Si prevede che la richiesta sia manifestata nelle forme del testamento olografo alla presenza di due testimoni che devono datare e sottoscrivere il documento, oppure per atto pubblico o scrittura privata autenticata. Per chi si trova nelle condizioni di poter firmare, è sufficiente la videoregistrazione sempre alla presenza di due testimoni. Una volta compilato l’atto, la richiesta viene consegnata al medico che ha in cura il paziente, il medico di fiducia o il medico di medicina generale. Si prevedono inoltre due ovvietà non presenti però nelle altre proposte: a) la possibilità di ritirare in qualsiasi momento la propria richiesta, b) la possibilità per il paziente di indicare chi informare e chi far assistere al proprio suicidio assistito.
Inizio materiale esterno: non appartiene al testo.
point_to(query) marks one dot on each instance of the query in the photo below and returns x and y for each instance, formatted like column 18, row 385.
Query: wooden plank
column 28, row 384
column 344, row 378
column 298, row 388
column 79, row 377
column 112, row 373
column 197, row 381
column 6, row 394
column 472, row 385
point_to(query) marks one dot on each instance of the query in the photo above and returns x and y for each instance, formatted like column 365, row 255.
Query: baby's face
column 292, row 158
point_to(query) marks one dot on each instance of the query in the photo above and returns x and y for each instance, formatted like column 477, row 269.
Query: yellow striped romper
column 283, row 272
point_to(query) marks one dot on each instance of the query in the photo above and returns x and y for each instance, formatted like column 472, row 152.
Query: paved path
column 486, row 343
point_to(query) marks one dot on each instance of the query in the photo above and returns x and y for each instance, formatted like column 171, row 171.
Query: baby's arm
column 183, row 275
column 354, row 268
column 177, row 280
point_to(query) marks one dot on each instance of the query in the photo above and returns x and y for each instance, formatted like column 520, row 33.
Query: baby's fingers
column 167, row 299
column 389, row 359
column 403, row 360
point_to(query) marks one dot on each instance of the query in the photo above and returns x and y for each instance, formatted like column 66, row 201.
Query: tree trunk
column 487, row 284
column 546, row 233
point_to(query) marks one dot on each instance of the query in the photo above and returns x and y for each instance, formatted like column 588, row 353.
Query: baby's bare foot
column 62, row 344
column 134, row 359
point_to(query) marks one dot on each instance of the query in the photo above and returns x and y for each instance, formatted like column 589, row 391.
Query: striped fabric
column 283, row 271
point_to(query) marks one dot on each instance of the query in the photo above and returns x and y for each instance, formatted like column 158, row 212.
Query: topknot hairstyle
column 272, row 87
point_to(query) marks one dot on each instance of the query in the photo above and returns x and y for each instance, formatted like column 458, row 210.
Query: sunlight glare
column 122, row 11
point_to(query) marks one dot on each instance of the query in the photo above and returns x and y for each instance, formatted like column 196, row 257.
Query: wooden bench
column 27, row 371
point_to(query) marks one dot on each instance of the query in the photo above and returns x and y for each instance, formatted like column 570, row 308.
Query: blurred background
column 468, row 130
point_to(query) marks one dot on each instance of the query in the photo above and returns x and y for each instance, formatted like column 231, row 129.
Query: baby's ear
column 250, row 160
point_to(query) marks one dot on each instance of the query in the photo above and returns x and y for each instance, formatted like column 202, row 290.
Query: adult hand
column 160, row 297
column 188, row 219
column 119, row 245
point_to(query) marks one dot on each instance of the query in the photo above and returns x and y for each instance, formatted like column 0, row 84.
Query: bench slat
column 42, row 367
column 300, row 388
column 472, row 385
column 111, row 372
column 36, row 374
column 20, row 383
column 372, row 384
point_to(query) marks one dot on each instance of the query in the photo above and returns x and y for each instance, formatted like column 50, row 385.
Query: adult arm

La garanzia dello svolgimento delle procedure è affidata a “strutture idonee” del SSN che, solo nel caso in cui le condizione del paziente non ne consentano il trasferimento, possono essere fatte a domicilio. Le procedure vengono inserite nei LEA e si prevede che siano erogate gratuitamente.
I doveri del medico sono quello di a) accertare le condizioni, b) che permanga nel paziente la volontà di procedere (annotando il tutto nel diario clinico), c) verificare che la persona sia consapevole e informata. Il medico è inoltre tenuto, all’atto della richiesta, a redigere un rapporto sulle condizioni cliniche.
Nella proposta Sarli si norma anche la documentazione da inserire in cartella clinica e la conservazione degli atti e si arriva anche a prevedere il decesso da equiparare al decesso per morte naturale. Si prevede l’obiezione di coscienza, con un apposito albo e modalità di registrazione.
Al Ministero della Salute si delega: a) l’individuazione delle strutture idonee, b) la definizione delle procedure, modalità e tempi per garantire sostegno psicologico e sociale al paziente e ai familiari, c) le modalità di custodia e archiviazione delle richieste, d) le linee guida per la corretta applicazione delle pratiche di suicidio assistito e trattamento eutanasico, e) la relazione annuale al Parlamento.
Quella illustrata è sicuramente la proposta migliore presente in Parlamento, sotto il profilo della completezza ed è quella che più aderisce a quanto indicato dalla Corte, ossia creare un percorso di sostegno e tutela dagli abusi. Se dobbiamo trovare due elementi negativi, questi sono: a) l’esclusione delle sofferenze psichiatriche o psicologiche (ricomprese dalla Corte) e b) le forme dell’obiezione di coscienza troppo rigide sia dal lato dei sanitari, sia dal lato di chi deve usufruire del loro aiuto.
La proposta Pagano (deputato della Lega non aderente all’intergruppo per le scelte di fine vita), è l’ultima in ordine cronologico ad essere stata presentata alla Camera, il 5 giugno 2019 e figura al numero 1888. Come secondo firmatario troviamo Turri, relatore per la Commissione Giustizia.
La proposta è volta a snaturare la 219/2017 e modifica le pene previste dall’articolo 580 del codice penale prevedendo una reclusione “da sei mesi a due anni quando l’autore convive stabilmente con il malato e agisce in stato di grave turbamento”. Non risponde e viene anzi superata dalla sentenza della Corte.
Sulla 219, introduce una burocrazia per la formalizzazione dell’obiezione di coscienza, elimina le strutture private tra quelle che devono garantire il rispetto della legge sulle DAT e prevede idratazione e nutrizione come trattamenti forzati, la cui interruzione è nella disponibilità del medico e non della persona.
Sono al momento assenti le proposte -e quindi le posizioni- di Forza Italia, Fratelli d’Italia e Partito Democratico.